Value Proposition for the Auto Scale feature in a Cloud environment
With the Cloud paradigm that it is getting every year more and more popular, the providers (AWS first and Azure, Rackspace etc later) are offering the Auto Scale feature highlighting its benefits.
In a nutshell, the auto scale feature allows to configure the infrastructure in such a way that, according to certain metrics, the system automatically add or reduce the underlying Virtual Machines, that are hosting your application, in order to smoothly meet the workload. In contrast with a traditional cluster setup, where it must be decided upfront how many machines should be used for a certain cluster setup, with the auto scale feature there are the following benefits:
- No need to perform any estimation exercise to figure out the cluster size for the production deployment and no need to manually provision the hardware (physical or virtual). The cloud watches certain configurable parameters (e.g. CPU, network data in or out, Disk I/O etc ) and automatically add or delete the underlying Virtual Machines with the full stack to accomodate the user workload. Efficient usage of resources.

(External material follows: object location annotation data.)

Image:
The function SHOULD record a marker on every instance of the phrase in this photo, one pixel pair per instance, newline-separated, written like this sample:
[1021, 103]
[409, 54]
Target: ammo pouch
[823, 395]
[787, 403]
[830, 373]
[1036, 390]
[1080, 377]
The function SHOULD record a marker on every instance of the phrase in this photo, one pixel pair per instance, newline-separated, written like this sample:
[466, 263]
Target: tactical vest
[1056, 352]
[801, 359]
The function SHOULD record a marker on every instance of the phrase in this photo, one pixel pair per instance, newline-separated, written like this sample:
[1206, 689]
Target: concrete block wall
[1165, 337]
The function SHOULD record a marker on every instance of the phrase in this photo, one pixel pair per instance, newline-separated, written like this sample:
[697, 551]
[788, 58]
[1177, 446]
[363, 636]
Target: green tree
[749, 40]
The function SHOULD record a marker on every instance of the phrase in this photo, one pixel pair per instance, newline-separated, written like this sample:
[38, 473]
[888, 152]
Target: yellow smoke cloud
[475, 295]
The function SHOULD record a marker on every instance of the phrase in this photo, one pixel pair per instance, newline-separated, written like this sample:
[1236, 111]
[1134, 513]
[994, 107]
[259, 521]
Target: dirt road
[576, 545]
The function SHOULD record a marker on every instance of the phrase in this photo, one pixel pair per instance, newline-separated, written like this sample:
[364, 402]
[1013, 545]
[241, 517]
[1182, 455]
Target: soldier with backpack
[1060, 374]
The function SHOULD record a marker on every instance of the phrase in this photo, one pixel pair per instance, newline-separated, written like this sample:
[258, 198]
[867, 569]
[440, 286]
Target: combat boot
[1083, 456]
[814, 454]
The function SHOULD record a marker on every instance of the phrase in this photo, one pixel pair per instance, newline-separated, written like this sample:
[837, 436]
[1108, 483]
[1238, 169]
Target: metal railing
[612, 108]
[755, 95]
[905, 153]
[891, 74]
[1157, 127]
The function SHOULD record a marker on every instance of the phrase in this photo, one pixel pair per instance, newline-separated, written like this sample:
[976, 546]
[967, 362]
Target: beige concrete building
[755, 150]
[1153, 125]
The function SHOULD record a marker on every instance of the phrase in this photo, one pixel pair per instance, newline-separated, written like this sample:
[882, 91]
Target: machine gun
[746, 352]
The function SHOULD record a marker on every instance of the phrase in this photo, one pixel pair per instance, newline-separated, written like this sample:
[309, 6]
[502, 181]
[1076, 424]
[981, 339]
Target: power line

- Avoid costs for idle resources during low system load. Since the system can detect situations when there is no load (or low), the number of resources can be ramped down to the minimum and pay a fraction.
A step forward: Serverless
There is no doubt that the Auto Scale feature is a step forward compared to the traditional setup but there is a new approach going under the name Serverless that in my opinion has a room for further grow.
An example of this paradigma is AWS Lambda or Microsoft Azure Funtions.
The idea is to write a piece of code that will be executed in the Cloud and the infrastructure is not a concern at ALL!
When we compare the Serverless approach to the classic Cloud Auto Scale Feature it is easy to spot the following limits:
- Although with the Auto Scale feature, it is not anymore a concern the setup of a large cluster to handle huge workload, there is still some thoughts to have on the infrastructure design as the auto scaling metric need to be configured. Depending on how the metrics are configured, the resource allocation will vary with the related costs. With Serverless approach every service request is executed in parallel on the common Cloud infrastructure where there is no need to instantiate a specific VM with the custom client’s software stack.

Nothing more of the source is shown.